Priority queuing is a widely used scheduling technique that enables the network designer to classify traffic by priority, directing traffic into different FIFO queues. Traffic may be classified according to a number of criteria (protocol and subprotocol type, receive interface, packet size, or source and destination IP address) and then queued on one of four (or possibly more) output queues (e.g., high, medium, normal, or low priority). High-priority traffic is always serviced first. If a priority queue overflows, excess packets are discarded and source quench messages may be sent to slow down the packet flow (if supported by that protocol).
You may be able to adjust the output queue length on priority queues. Figure 7.5 illustrates the principles of priority queuing. With some implementations additional fine-tuning may be possible on designated protocols (e.g., IP ToS bits or IBM Logical Unit [LU] addressing). This enables more granular control for mission-critical or time-sensitive applications, such as IBM SNA, multimedia, or SAP environments.
Figure 7.5: Priority queuing.
Priority queuing is useful on low-speed serial links where the WAN link may be frequently congested. If the WAN link never becomes congested, then this strategy could be overkill. Priority queuing introduces a problem in that packets classified onto lower-priority queues may get treated unfairly, either by not servicing them in a timely manner or by ignoring them so long that they are aged out of the queue and never get serviced (generally forcing a retransmission by the source).
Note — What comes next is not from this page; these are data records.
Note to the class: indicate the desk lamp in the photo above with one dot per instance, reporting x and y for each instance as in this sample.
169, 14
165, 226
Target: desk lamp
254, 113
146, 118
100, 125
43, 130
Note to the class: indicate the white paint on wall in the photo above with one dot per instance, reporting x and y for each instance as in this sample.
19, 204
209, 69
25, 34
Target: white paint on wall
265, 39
Custom queuing is a technique promoted by Cisco that is designed to address the unfairness problem with priority queuing; it is designed to cope with a wider range of applications with different bandwidth or latency requirements. Different protocols can be assigned different amounts of queue space, and a set of queues (up to 17 in Cisco's IOS) is handled in a round-robin manner (as shown in Figure 7.6). The first queue (Queue 0) is serviced first and is reserved for control messages (such as routing or signaling protocols); the remaining queues are user configurable. Priority is promoted by allocating more queue space to a particular protocol. Each queue has a transmission window to stop any particular protocol from hogging the system indefinitely. The effect of custom queuing is to reserve bandwidth for defined protocols. This enables mission-critical traffic to receive a guaranteed minimum amount of bandwidth at any time while remaining fair to other traffic types. For example, you could reserve 45 percent of bandwidth for SNA, 25 percent for TCP/IP, 15 percent for NetWare, and the remaining 15 percent to be shared among other protocols. Although bandwidth is reserved, it can be made available to lower-priority traffic if it is currently unused.
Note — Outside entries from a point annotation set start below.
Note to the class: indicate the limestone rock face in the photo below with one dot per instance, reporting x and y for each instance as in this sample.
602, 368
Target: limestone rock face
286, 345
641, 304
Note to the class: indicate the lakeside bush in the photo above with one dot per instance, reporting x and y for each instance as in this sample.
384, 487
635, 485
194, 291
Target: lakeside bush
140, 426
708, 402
Figure 7.6: Custom queuing.
Custom queuing is designed for environments that wish to ensure a minimum service level for a number of applications and is commonly used in internetworking environments where multiple protocols are present. Custom queuing guarantees a minimum bandwidth for each application at the point where links become congested. Many organizations also use this strategy for delay-sensitive SNA traffic, because of these bandwidth reservation capabilities. Custom queuing is ultimately fairer then priority queuing but not so strong when prioritizing a single dominant application.
Weighted Round Robin (WRR) is an open technology and one of the simplest scheduling algorithms. It works by dispatching packets from priority queues in a round-robin manner, taking a fixed number from each according to the priority weighting configured. For example, if three priority queues are established (high, medium, and low), and a weighting of 5:2:1 is defined, then each dispatch cycle takes five packets from the high priority queue, two from the medium-priority queue, and one from the low-priority queue. While fast and effective, at times of congestion incoming packets may be discarded because no buffer space is available in the appropriate queue (sometimes referred to as tail dropping). Lost packets typically lead to retransmissions, further aggravating the congestion problem. WRR is implemented in products from Cabletron, Extreme Networks, Lucent, and 3Com.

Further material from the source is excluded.